A tentative five-year contract settlement has been reached by West Coast dockworkers and their employers, preventing a shutdown of 29 ports that could have cost the US economy $2 billion per day, according to US Labor Secretary Tom Perez.
“This is now in the rear-view mirror. A significant potential headwind for this economic recovery has been removed,” Perez said outside the San Francisco headquarters of the Pacific Maritime Association, which had been in a nine-month contract battle with the International Longshore and Warehouse Union.
Perez helped arrange a compromise on whether the union could fire arbitrators in workplace disputes, which had prevented a contract settlement after the sides agreed on other terms. Instead of a single arbitrator, a panel now will hear grievances, union president Robert McEllrath said.
The labor standoff had cut productivity at West Coast ports by as much as half since November. California citrus fruit headed for Asia sat spoiling on the docks, while McDonald’s restaurants in Japan had to ration french fries because of a shortage of Idaho potatoes.
The Port of Los Angeles, the nation’s busiest, handled 29% less cargo in January 2015 than in January 2014, and volumes were down 19% in nearby Long Beach, the nation’s second-busiest port, according to statements from both ports.
Even after port operations return to normal, the cargo backlog remains severe, Perez said.

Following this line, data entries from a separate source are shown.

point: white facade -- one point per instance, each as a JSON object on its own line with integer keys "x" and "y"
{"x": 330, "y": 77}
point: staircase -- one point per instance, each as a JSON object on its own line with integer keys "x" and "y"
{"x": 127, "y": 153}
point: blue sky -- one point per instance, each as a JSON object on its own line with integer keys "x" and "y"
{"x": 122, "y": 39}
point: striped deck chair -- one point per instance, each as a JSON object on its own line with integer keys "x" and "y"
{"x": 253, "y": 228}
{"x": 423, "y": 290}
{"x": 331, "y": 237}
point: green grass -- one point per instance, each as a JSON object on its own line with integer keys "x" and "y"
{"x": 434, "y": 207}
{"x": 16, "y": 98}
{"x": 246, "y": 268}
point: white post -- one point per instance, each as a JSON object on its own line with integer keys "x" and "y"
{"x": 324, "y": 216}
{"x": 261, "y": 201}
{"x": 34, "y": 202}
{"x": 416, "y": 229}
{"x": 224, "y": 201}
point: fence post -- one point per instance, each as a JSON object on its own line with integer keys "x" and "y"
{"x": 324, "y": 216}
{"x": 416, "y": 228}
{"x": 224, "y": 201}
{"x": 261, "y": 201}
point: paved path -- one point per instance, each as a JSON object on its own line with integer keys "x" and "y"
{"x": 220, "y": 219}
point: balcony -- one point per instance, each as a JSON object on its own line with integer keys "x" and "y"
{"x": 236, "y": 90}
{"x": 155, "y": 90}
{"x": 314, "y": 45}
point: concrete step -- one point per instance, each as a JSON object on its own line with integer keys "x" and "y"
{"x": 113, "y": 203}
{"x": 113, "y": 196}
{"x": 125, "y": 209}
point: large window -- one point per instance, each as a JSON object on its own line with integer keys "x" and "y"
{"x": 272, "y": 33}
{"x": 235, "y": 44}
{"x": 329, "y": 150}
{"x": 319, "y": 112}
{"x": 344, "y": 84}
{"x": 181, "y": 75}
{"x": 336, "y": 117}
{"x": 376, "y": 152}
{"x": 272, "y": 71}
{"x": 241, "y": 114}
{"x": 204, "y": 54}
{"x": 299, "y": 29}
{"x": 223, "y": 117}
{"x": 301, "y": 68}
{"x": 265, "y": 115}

Talks had collapsed over a union demand that it be able to fire arbitrators in workplace grievances. The two sides had reached agreement over salaries, benefits, the right of union members to maintain and repair truck chassis used to haul shipping containers, and health care.
The tentative settlement still requires approval from dockworkers from San Diego CA to Bellingham WA.
“After more than nine months of negotiations, we are pleased to have reached an agreement that is good for workers and for the industry,” said maritime association president James McKenna and McEllrath, the union president, in a joint statement. “We are also pleased that our ports can now resume full operations.”
The West Coast ports, which handle 43.5% of US trade, have been operating at lower capacity since October 2014 as dockworkers slowed cargo movement and port employers cut shifts.